The early trading session in the FTSE fleetingly gave the bulls the hope that the equity index might be able to move into positive territory for the year.
European equity markets have benefited from the positive boost out of the Asian markets. Asian traders appeared nonplussed as debt rating agency Moody's again appeared to be playing catch-up with traders' thinking when it downgraded Chinese debt.
Considering the run that FTSE equities have enjoyed since the 12 February this mild sell-off will be taken in its stride, although tinged with disappointment that 6200 has proven to be too big a hurdle to clear at the first time of asking.
Better-than-expected ADP employment figures out of the US has failed to ignite optimists’ enthusiasm.
Sterling has spent the day clawing back some of its lost strength against the dollar, bouncing back up to the $1.4060 region. This momentary burst of bullishness will no doubt have a short life.
BlackRock has joined in with the chorus of City firms warning of the Armageddon should the UK depart the safety of the EU, a message that might carry a little more weight with Middle England if it were to come from firms out of the City.

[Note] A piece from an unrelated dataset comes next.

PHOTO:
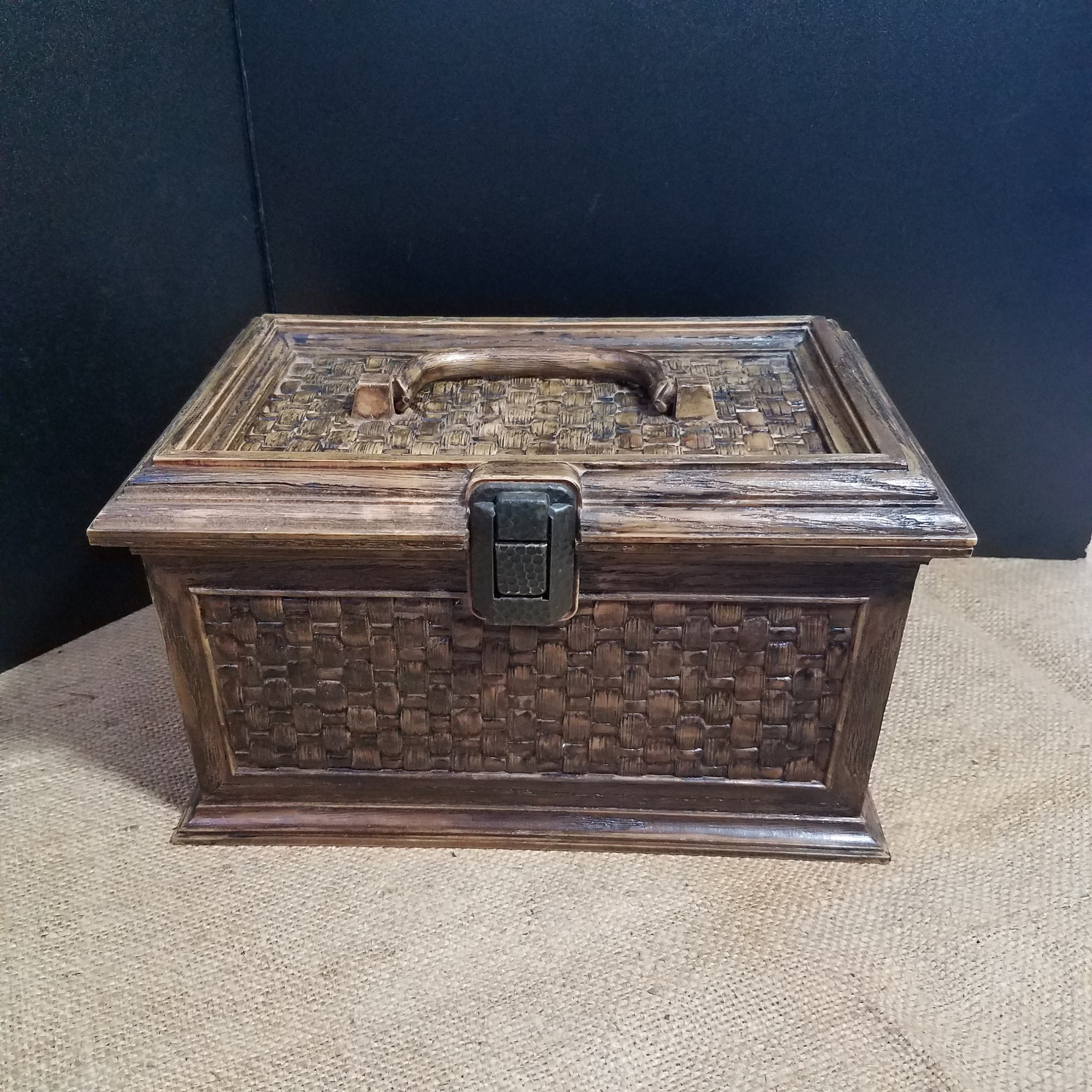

In conjunction with equity markets, oil prices have enjoyed a resilient few weeks rallying from their early February lows. Once again, the unmistakable correlation between the oil price and the equity markets has been clearly shown. Today’s oil inventories of 10.4 million barrels added to the estimated total of over 1 billion barrels of global inventories. As much as a cut from the producers would trigger a market move, at these levels it would take months to unwind the reserves already being held.